14 September 2012
Islamic civilization in Egypt
Reuters gives us a survey of Friday preaching from Egypt, where many remain enraged, or choose to appear enraged by Nakoula Basseley Nakoula's "Innocence of Muslims." The opinions reported give us a good idea of what religious and political leaders consider appropriate and inappropriate responses to an insult to the Prophet Muhammad. Most seem to believe that Nakoula, the Coptic Christian who apparently hid behind the pseudonym of "Israeli Jew" Sam Bacile, should be tried and (if found guilty) put to death. The speakers quoted by Reuters seem unanimously opposed to the collective-guilt reasoning that drove attacks on U.S. diplomatic facilities in Egypt, Libya and elsewhere, apart from some advocating a boycott of U.S. imports. Among the new establishment there seems to be agreement that this week's violence was excessive, though the anger behind it remains legitimate. The most admirable sentiments came from a leader of a Salafist party who, as usual, condemned insults to Muhammad but then went so far as to say that not even the producers of the movie should be killed. You have to applaud these small steps while pressing for larger principles.
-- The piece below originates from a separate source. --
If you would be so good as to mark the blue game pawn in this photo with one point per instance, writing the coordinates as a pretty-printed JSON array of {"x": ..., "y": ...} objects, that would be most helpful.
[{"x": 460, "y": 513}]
If there really can be such a thing as a universal declaration of human rights, it should include the firmest possible assertion that no one should be legally penalized, much less killed, for "blasphemy." That should be one of the minimum prerequisites of a truly global civilization. If that looks like a hurdle that would give Muslims difficulty, rest assured that some of my "civilized" suggestions would look like obstacles to Americans, too. The thing to remember whenever one is outraged by Muslims is that they're not the only people who'll need to change for the world to become truly civilized. So no one should back away from criticizing Muslims, when they've earned it, out of some suspicion that they're being singled out for bigoted reasons. Those who make a living condemning Islam, as if Islam alone prevented world peace and prosperity for all, should take the advice of one they most likely worship, albeit slightly modified. You don't have to ignore the mote in the other guy's eye because of the beam in your own -- you should ignore neither.